鏡越しに見るラルゴもとてもキレイだ。ジークとは対象的な黒くつややかな髪に、夜のように黒い瞳。いつでも優しく微笑んで私達を受け入れて、でも、きちんとたしなめてくれる大切な友人だ。
ラルゴが優しく私の髪を梳いた。優しい手つきに思わずうっとりとする。唇でコームを咥える姿が艶めかしい。目の保養になる。たまらない。
ジロジロ見すぎてしまったのか、鏡越しに目があってしまう。ラルゴは驚いた顔をしてから、フッと小さく微笑んだ。
私は気まずくなって、思わず目をそらした。
そもそも、美容院が苦手だった私だ。イケメンとか無理ですから、無理ですから!
「なんか、いいな」
ブスッとしたジークの声がして、鏡越しに見れば不機嫌そうにこちらを見ていた。
ああ、わかります、私に嫉妬してるんですよね? わかります、自分の従者を取られた気がするんですよね、ありがとうございます、ごちそうさまです。
腐った頭が歓喜して、思わず口角が上がった。
それに気がついたのか、ジークは顔を赤らめてそっぽを向くから可愛らしい。
あれか、好きな子には強く出れないけど、どうでもいい相手は手玉に取れちゃう本命には純情なビッチか、君は!! 滾るわ!!
ホクホクとすれば、不満そうな声が上がった。
「ヤケにご機嫌デスネ」
「ええ、尊いと思って」
主従は尊い。
光の主、影の従なんて呼ばれていたカプなのだ。
「浮気は許さないよ」
誰が誰に浮気をするのだろう。するとしたら、ジークだろう。浮気を疑うのは浮気願望が有るから、なんて俗説聞いたことあったな、確か。
ブーメランになるぞ、ジーク。
そう思ったら、ちょっとだけ悲しくなって、悟られないように微笑んでみた。
「失礼ですよ。殿下」
「ラルゴ……そうだな、冗談にしてもすまなかった」
ラルゴにたしなめられて、ジークが謝る。
「いえ……。ところで二人でこちらまで来るなんて……」
問えば、ジークは呆れたように肩をすくめた。
「アリア様が倒れたので心配なさってるんですよ」
ラルゴも何を言ってるんだ、というように答える。
「え、あ、ありがとう……」
「殿下の慌てようと言ったら」
「ラルゴ!」
ラルゴの言葉をジークが強く遮った。
ラルゴはイタズラっぽい目をして、ワザとらしく咳払いをした。
私は鏡越しにジークを見つめる。知られたくなかったのか、目がキョドってる。こんな顔するんだ、公式でも!!

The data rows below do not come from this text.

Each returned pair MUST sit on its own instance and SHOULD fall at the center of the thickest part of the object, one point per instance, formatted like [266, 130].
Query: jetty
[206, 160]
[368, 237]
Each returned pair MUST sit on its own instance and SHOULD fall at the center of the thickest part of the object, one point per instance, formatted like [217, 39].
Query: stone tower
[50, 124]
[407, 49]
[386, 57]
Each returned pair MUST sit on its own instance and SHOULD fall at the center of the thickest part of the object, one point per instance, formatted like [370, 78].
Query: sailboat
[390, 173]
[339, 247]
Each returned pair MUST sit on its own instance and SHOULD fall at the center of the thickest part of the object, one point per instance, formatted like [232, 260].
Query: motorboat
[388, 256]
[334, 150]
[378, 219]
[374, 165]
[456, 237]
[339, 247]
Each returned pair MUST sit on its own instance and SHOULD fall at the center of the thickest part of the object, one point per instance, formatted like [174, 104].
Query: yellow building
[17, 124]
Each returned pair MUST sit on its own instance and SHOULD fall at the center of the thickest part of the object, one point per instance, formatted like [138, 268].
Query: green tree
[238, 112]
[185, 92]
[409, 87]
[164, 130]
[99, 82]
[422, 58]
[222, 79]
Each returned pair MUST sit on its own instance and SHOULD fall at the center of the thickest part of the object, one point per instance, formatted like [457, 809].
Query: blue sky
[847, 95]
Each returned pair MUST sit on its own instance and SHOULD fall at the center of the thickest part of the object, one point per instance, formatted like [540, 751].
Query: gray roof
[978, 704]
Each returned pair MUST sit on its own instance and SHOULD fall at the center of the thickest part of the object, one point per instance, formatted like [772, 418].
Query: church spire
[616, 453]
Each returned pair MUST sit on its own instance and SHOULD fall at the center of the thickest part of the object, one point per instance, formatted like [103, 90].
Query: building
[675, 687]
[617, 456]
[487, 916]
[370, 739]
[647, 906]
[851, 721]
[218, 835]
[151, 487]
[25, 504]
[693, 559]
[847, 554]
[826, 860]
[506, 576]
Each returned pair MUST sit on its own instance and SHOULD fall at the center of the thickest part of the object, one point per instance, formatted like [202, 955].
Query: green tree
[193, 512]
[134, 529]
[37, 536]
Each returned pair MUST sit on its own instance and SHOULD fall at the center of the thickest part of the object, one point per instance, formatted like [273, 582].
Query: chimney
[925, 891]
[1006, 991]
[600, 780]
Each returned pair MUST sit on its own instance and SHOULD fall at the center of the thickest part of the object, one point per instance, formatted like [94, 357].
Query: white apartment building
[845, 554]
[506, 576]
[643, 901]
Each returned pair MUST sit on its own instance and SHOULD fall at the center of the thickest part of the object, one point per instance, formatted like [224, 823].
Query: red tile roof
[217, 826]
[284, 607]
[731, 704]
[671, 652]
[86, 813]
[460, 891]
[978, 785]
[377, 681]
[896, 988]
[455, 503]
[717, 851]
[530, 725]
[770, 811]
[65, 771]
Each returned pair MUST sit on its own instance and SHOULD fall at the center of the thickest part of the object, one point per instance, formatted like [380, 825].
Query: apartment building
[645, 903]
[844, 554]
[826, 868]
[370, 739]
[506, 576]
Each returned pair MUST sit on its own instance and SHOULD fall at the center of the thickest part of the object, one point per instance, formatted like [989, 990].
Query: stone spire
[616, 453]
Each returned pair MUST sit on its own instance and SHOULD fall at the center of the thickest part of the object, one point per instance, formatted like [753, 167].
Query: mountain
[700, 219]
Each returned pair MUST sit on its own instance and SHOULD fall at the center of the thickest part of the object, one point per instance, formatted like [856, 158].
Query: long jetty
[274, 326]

「いつもは凛々しい君が倒れたんだから慌てたって無理はないだろう」
いや、そんな怒らなくても。確かに、いつでも『冷静沈着な殿下』にしては珍しいが、子供の頃のジークは感情豊かだったと思う。
「抱き上げてみれば……」
「は、抱き上げた?」
「当たり前だろう、誰が運ぶんだ」
それは、そうかもしれないけど、重いのバレた……。最悪だ。せめてラルゴに運んで欲しかった。
「意識のない人間は重い」
ハッキリ言うなよ、ジーク。
「そう聞いていたのに、君があまりにも軽くて」
は? いやいや重いですよ! アリアさん豊満ボディだもん!
「腰も細くて、今にも折れてしまいそうで……」
そう言ってジークは自分の両手をわさわさと動かして見つめる。
止めろ、感触思い出さないで!
「君ちゃんと食事はとってるのか!」
最終的にジークがキレた。
理不尽だ。
「ちゃんと食べてますよ?」
うちのご飯美味しいし。
「本当か?」
「本当です。特に痩せてもいません」
「ならばいいが、心配だ……、僕のいないところで万が一なんてことがあったら」
そうだ、ジークフリート王太子は心配性だった。ゲームでは主人公にだけに向けられていたと思っていたけれど、婚約者にも気を配れる人だったんだ。懐が広いのだろう。惚れるわ、いや惚れてるけど。
「終わりましたよ」
ラルゴの声が響いた。鏡越しにラルゴを見ればにっこりと微笑む。はー、癒し。
合わせ鏡で後ろの様子を見せてくれる。
「アリア様、いかがでしょうか」
きっちりとしたいつもの結い方とは違って、ふんわりと編まれている髪。なんだか、少し優しく見えてこれもかわいいなと思った。
自分大好きとか言うな!
「ありがとう、ラルゴ。とても素敵だわ。私ではないみたい」
「もったいないお言葉ありがとうございます」
私は立ち上がって、ジークに向かい合った。
そして深々と頭を下げた。
「心配をかけてすみませんでした。でも、心配していただけて嬉しかった」
だって、あのダンスの後なのだ。もう興味を失われていてもおかしくない。
「ありがとう、ジーク」
そう言って顔をあげれば、ジークは瞬きをして私を見た。
ジークは私を抱きしめた。
「すまないなんて謝らないで。君はもっと心配かけて良いんだから」
私はジークのシャツをギュッとつかんだ。嬉しい! けど、ハグとか慣れてないから! 慣れてないからぁ!!
「それにね……」
ジークは耳元に唇を寄せた。悪戯っぽい声だ。
「僕も謝らなくちゃいけないことがあるんだ」
ギュッと胸が詰まる。もう、もう彼女の話になるのだろうか。
「ラルゴには黙っててね」
まだ秘密ということか。
確かに傷は浅いうちの方がいいけれど、婚約者に気になる女の話しちゃうとか、天真爛漫か?
「……抱いてるときにね、君の髪、ワザと崩したんだよ」
うぎゃぁぁぁぁ!! 死ぬから! 殺されるから。 ああ、もういい成仏します。CV誰だよ!? ジークフリートさまご本人だよ!!
スイマセン、錯乱してます。スイマセン!! すいませぇん。もう無理です。
天真爛漫とか言ってスイマセンでした、悪魔でした!
足もとがふら付いて、思わずつかんだシャツに力をかけてしまった。
すると、腰にジークの手が回る。
「まだよろめいてる」
物理じゃない! あなたによろめいているんです! もう無理、離れて。
必死で胸の間に手を入れて押し返す。
「だ、だ、大丈夫……です」
「本当に?」
だから無邪気にのぞき込まないで! 大好きなんだからね? 生まれる前から大好きなんだからね?
コンコンコン。
ドアがノックされて、ジークが私から離れた。
ラルゴが無表情で眺めていて、それがとてもいたたまれない。こんな姿見せられて、動じないとか、ラルゴ知らない間にいい従者になったね。
「アリア?」
声が響いてハッとする。
ラルゴが慌ててドアを開けた。
ジークも慌てて距離を取る。
「ルバート様」
ラルゴが頭を深々と下げた。
そこへ現れたのは、私の兄 ルバート・ドゥーエ・ヴォルテ。宰相の息子であり、攻略対象者のご登場である。